WordPress’s latest update, 4.0.1, patches a critical cross-site scripting vulnerability affecting comment boxes on websites running the content management system software.
Pynnonen said he and fellow researcher Klikki Oy, have developed a proof-of-concept exploit that can change passwords, add accounts or use the plug-in editor to write malicious PHP code to the server from the administrator’s console. It can also remove the injected script from the database.
“If the attacker writes new PHP code on the server via the plugin editor, another AJAX request can be used to execute it instantaneously, whereby the attacker gains operating system level access on the server,” Pynnonen said.
Cross-site scripting remains a persistent nuisance to website security. Using an XSS attack, a hacker could modify web forms and other HTML fields on a webpage in order to gain control. WordPress, for example, allows HTML tags in comments which exacerbated the issue in question.
“This is always a very dangerous undertaking,” cautioned Johannes Ullrich of the SANS Institute in an advisory. “The [WordPress] developers did attempt to implement the necessary safeguards. Only certain tags are allowed, and even for these tags, the code checked for unsafe attributes. Sadly, this check wasn’t done quite right. Remember that browsers will also parse somewhat malformed HTML just fine.”
Pynnonen said the vulnerability exists in version 3.0 to 3.9.2 and spans a four-year period. Version 4.0.1 does not use the same regular expression, eliminating the problem.
The update also addresses three other cross-site scripting vulnerabilities, a cross-side request forgery flaw, a denial-of-service bug related to password checks, server-side request forgery issues, and what WordPress called “an extremely unlikely hash collision” that could lead to account compromise. WordPress said it also invalidates links in a password reset email if the user remembers their password and logs in and changes their email address.

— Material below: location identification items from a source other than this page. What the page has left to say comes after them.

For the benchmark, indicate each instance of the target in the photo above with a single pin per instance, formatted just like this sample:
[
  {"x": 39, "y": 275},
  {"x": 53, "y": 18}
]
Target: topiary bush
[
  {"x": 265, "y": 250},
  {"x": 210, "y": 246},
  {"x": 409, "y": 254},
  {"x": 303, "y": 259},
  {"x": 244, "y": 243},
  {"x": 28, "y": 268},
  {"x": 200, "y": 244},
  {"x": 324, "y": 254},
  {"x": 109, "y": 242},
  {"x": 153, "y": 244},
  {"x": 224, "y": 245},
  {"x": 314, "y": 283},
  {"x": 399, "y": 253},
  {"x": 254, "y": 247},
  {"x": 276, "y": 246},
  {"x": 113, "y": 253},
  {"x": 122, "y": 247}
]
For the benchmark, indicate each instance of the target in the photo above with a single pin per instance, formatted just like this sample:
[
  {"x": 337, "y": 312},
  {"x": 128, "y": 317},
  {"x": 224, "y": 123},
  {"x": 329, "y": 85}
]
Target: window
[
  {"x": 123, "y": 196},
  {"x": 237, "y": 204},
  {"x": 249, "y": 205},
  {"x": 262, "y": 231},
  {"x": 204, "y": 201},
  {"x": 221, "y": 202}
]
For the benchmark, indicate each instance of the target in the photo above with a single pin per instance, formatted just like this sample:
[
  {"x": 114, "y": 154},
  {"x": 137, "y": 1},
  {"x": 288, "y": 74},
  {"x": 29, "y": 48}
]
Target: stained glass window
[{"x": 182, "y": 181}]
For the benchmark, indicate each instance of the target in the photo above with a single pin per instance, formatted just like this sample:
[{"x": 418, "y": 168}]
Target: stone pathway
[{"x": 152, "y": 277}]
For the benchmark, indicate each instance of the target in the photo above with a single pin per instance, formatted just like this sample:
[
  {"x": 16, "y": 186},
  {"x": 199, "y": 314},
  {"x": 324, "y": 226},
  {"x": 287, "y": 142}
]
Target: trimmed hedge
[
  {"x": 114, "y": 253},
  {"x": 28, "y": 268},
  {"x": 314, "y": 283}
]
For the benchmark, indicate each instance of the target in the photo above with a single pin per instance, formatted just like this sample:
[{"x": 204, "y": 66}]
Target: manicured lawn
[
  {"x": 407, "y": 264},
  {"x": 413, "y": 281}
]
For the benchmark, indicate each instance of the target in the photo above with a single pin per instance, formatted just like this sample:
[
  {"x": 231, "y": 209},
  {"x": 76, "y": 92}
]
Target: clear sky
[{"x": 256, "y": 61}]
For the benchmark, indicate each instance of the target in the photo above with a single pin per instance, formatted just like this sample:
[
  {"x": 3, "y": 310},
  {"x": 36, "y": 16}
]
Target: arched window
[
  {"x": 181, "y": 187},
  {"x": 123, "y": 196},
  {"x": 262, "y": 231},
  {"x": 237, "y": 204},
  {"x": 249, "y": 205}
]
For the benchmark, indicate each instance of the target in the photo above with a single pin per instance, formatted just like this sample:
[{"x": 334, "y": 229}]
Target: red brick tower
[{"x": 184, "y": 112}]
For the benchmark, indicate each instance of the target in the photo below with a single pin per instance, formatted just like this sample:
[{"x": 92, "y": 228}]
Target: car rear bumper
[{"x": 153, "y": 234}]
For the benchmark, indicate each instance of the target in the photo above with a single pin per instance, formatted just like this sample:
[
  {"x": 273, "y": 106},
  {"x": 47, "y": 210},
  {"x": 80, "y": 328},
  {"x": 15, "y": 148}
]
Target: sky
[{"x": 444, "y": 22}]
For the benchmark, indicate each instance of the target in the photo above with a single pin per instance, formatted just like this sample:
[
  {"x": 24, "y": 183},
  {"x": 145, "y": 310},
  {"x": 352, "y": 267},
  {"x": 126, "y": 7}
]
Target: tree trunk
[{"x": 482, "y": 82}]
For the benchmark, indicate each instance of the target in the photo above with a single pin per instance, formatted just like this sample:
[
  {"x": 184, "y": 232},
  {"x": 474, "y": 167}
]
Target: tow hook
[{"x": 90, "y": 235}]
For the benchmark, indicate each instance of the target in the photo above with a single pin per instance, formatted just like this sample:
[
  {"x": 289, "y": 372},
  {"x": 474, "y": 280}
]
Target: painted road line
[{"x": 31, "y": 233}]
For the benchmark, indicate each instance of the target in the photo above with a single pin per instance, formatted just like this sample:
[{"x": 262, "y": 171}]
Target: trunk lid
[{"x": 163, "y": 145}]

Meanwhile, researchers at Sucuri issued an advisory for another cross-site scripting vulnerability in the WP-Statistics WordPress plug-in. Researcher Marc-Alexandre Montpas said every website using version 8.3 or lower is vulnerable.
The plug-in was patched in version 8.3.1.
“An attacker can use Stored Cross Site Scripting (XSS) and Reflected XSS attack vectors to force a victim’s browser to perform administrative actions on its behalf,” Montpas said. “Leveraging this vulnerability, one could create new administrator account[s], insert SEO spam in legitimate blog posts, and a number of other actions within the WordPress’s admin panel.”
Montpas said Sucuri will release technical details in 30 days, giving users time to update the plug-in.